Manage your home loan smartly, as interest rates dive

Numerous banks have recently announced sizeable cuts in their lending rates. How does this affect you and how can you derive the maximum benefit from the reduced home loan rates? We explain

The year 2017 has begun on a good note for home loan borrowers, with significant cuts in interest rates being announced by most banks. Experts point out that the reduction in the interest rates, will serve as a catalyst to revive the real estate sector. However, the question is: Will all home buyers benefit, because of the fall in rates?

“If the existing borrowers have borrowed home loans at fixed interest cost, based on the base rate system and not the marginal cost of funds-based lending rate (MCLR) system, where the interest rate was around 10%, then, he will not benefit from the rate cut and will have to pay extra money as compared to new home buyers,” points out Ajay Jain, executive director – investment banking and head real estate group, at Centrum Capital.

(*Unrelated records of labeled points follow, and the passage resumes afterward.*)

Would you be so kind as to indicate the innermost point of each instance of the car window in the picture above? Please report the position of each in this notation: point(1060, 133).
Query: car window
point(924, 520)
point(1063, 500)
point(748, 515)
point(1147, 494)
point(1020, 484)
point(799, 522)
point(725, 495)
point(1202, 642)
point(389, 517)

“Even existing home buyers, who have availed of loans under the MCLR regime, will have to wait till the reset date, to reap the benefits. This reset date differs from one bank to another and varies from three months to one year. This means, the borrower will have to pay the higher interest cost till the next reset date,” adds Jain.

However, new borrowers will benefit and they will also be eligible for a higher loan amount, as the EMI is generally linked to the monthly income.


Will the interest rate cuts benefit existing borrowers or new borrowers?

“A borrower who has taken a loan under the MCLR scheme after April 2016, would have to wait until the reset period, before their interest rates are recalculated. Those who have older loans, may still be on the base rate regime, whose interest rates have either not been changed or changed only marginally. Borrowers stand to spend more on the loan, in either case,” points out Adhil Shetty, CEO,

See also: How are home loan rates charged by banks and housing finance companies

“However, in the former, the excess amount paid, would be only for a few months, until the reset. After this, the borrower would be able to avail of the lowered interest rates and the difference will not be more than a couple of thousands. In the latter case, the difference would be significant,” he says.

Shetty elaborates with the example of a home loan for Rs 50 lakhs, at an interest of 9.2% for a period of 25 years. “Your current EMI would be Rs 42,646 and the total amount that you pay back, would be approximately Rs 1.02 crores. If your interest rate drops to 8.6%, your total repayment will reduce to approximately Rs 98 lakhs.

You will end up saving more than Rs 4 lakhs, on your interest over the next 20 years of your loan,” suggests Shetty.


Should borrowers switch the home loan within same bank or to another bank?

Experts believe that if you have an older loan, it may be better to refinance the loan. For borrowers on the base rate system, this is the best time to renegotiate and switch your loan to the MCLR system, within the same bank.

It is always a good idea to speak to your existing bank first. If you have a good track record, your bank may be willing to negotiate, as they would not want to lose a reliable customer.

In case you are unable to reach an agreement, you can go ahead with other lenders.

“Stay, if the same bank is able to reset your MCLR and reduce the rate of interest on the existing home loan. Lenders charge a switching fee (which is typically a percentage of the loan outstanding), for conversion of the loan from one system to another. You need to compare your savings, with the switching fee that the bank is charging you. Additionally, the switching fee is paid upfront, while the cost savings are through lower EMIs every month. Hence, you may switch your home loan to any other bank, if there is a substantial saving in your EMI outflow,” concludes Ramratthinam S, CEO of Muthoot Homefin (India) Limited.